Subscribe to receive notifications of new posts:

How we built rate limiting capable of scaling to millions of domains


7 min read

Back in April we announced Rate Limiting of requests for every Cloudflare customer. Being able to rate limit at the edge of the network has many advantages: it’s easier for customers to set up and operate, their origin servers are not bothered by excessive traffic or layer 7 attacks, the performance and memory cost of rate limiting is offloaded to the edge, and more.

In a nutshell, rate limiting works like this:

  • Customers can define one or more rate limit rules that match particular HTTP requests (failed login attempts, expensive API calls, etc.)

  • Every request that matches the rule is counted per client IP address

  • Once that counter exceeds a threshold, further requests are not allowed to reach the origin server and an error page is returned to the client instead

This is a simple yet effective protection against brute force attacks on login pages and other sorts of abusive traffic like L7 DoS attacks.

Doing this with possibly millions of domains and even more millions of rules immediately becomes a bit more complicated. This article is a look at how we implemented a rate limiter able to run quickly and accurately at the edge of the network which is able to cope with the colossal volume of traffic we see at Cloudflare.

Let’s just do this locally!

As the Cloudflare edge servers are running NGINX, let’s first see how the stock rate limiting module works:

http {
    limit_req_zone $binary_remote_addr zone=ratelimitzone:10m rate=15r/m;
    server {
        location /api/expensive_endpoint {
            limit_req zone=ratelimitzone;

This module works great: it is reasonably simple to use (but requires a config reload for each change), and very efficient. The only problem is that if the incoming requests are spread across a large number of servers, this doesn’t work any more. The obvious alternative is to use some kind of centralized data store. Thanks to NGINX’s Lua scripting module, that we already use extensively, we could easily implement similar logic using any kind of central data backend.

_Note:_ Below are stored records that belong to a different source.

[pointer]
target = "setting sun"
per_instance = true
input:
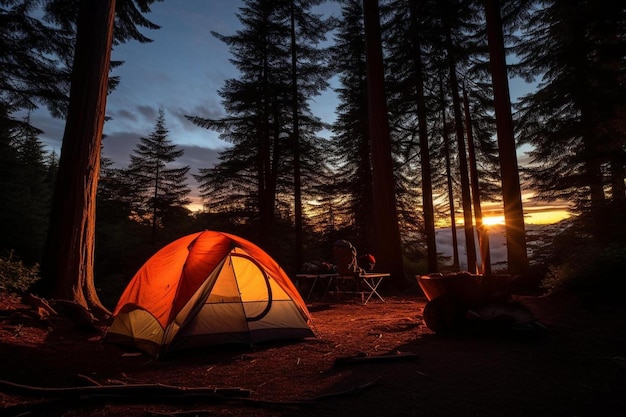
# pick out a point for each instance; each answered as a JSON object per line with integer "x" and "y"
{"x": 493, "y": 220}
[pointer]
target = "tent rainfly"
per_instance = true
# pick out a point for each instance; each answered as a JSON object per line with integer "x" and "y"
{"x": 208, "y": 288}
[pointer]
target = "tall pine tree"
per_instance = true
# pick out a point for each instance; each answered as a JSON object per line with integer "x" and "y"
{"x": 159, "y": 188}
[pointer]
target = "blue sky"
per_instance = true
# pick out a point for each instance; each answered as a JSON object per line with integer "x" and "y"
{"x": 180, "y": 71}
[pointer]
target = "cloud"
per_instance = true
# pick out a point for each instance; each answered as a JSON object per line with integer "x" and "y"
{"x": 497, "y": 245}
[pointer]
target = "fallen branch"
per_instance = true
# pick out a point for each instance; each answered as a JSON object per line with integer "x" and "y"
{"x": 134, "y": 390}
{"x": 361, "y": 359}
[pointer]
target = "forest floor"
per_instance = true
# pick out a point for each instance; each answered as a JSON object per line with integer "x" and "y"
{"x": 576, "y": 367}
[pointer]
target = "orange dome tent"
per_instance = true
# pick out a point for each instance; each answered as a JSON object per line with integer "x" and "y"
{"x": 208, "y": 288}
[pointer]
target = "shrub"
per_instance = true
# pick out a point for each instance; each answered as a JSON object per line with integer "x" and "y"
{"x": 591, "y": 270}
{"x": 15, "y": 277}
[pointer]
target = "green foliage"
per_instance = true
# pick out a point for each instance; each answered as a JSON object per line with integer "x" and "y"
{"x": 15, "y": 277}
{"x": 583, "y": 267}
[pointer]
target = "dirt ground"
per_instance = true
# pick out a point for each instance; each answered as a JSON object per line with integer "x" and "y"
{"x": 576, "y": 367}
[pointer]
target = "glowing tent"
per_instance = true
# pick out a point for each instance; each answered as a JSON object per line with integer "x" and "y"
{"x": 208, "y": 288}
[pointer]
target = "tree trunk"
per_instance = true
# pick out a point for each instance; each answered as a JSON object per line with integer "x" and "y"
{"x": 446, "y": 150}
{"x": 297, "y": 192}
{"x": 468, "y": 221}
{"x": 483, "y": 233}
{"x": 68, "y": 261}
{"x": 387, "y": 241}
{"x": 511, "y": 190}
{"x": 427, "y": 187}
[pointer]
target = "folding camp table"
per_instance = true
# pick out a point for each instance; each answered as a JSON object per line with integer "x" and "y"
{"x": 372, "y": 280}
{"x": 366, "y": 283}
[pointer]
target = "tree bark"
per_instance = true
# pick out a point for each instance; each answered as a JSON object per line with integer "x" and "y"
{"x": 427, "y": 187}
{"x": 387, "y": 241}
{"x": 446, "y": 146}
{"x": 468, "y": 221}
{"x": 511, "y": 189}
{"x": 483, "y": 233}
{"x": 67, "y": 266}
{"x": 297, "y": 192}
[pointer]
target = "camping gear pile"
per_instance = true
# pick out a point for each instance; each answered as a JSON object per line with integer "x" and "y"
{"x": 458, "y": 300}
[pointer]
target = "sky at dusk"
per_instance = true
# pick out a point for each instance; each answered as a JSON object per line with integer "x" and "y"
{"x": 181, "y": 71}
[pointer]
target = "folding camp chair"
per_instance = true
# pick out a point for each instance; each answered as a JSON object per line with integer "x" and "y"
{"x": 348, "y": 270}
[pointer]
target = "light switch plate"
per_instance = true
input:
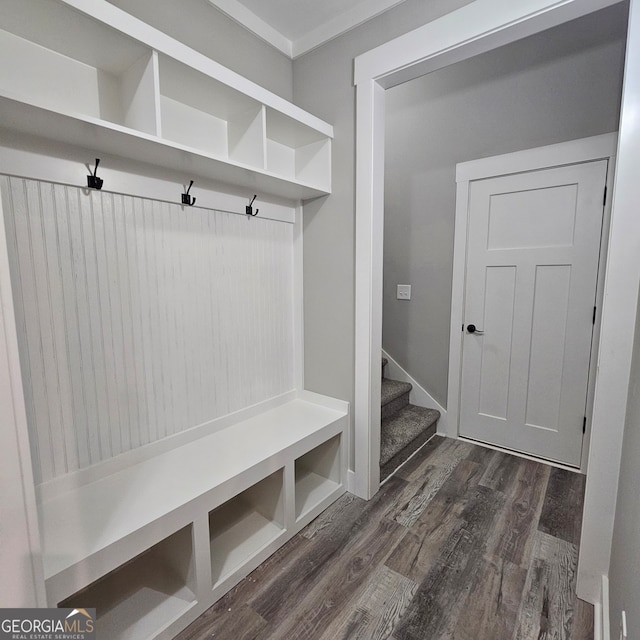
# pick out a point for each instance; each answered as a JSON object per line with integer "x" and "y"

But then another problem arises: how to make this fast and efficient?

All roads lead to Rome? Not with anycast!

Since Cloudflare has a vast and diverse network, reporting all counters to a single central point is not a realistic solution as the latency is far too high and guaranteeing the availability of the central service causes more challenges.

First let’s take a look at how the traffic is routed in the Cloudflare network. All the traffic going to our edge servers is anycast traffic. This means that we announce the same IP address for a given web application, site or API worldwide, and traffic will be automatically and consistently routed to the closest live data center.

Anycast routing example

This property is extremely valuable: we are sure that, under normal conditions[1], the traffic from a single IP address will always reach the same PoP. Unfortunately each new TCP connection might hit a different server inside that PoP. But we can still narrow down our problem: we can actually create an isolated counting system inside each PoP. This mostly solves the latency problem and greatly improves the availability as well.

Storing counters

At Cloudflare, each server in our edge network is as independent as possible to make their administration simple. Unfortunately for rate limiting, we saw that we do need to share data across many different servers.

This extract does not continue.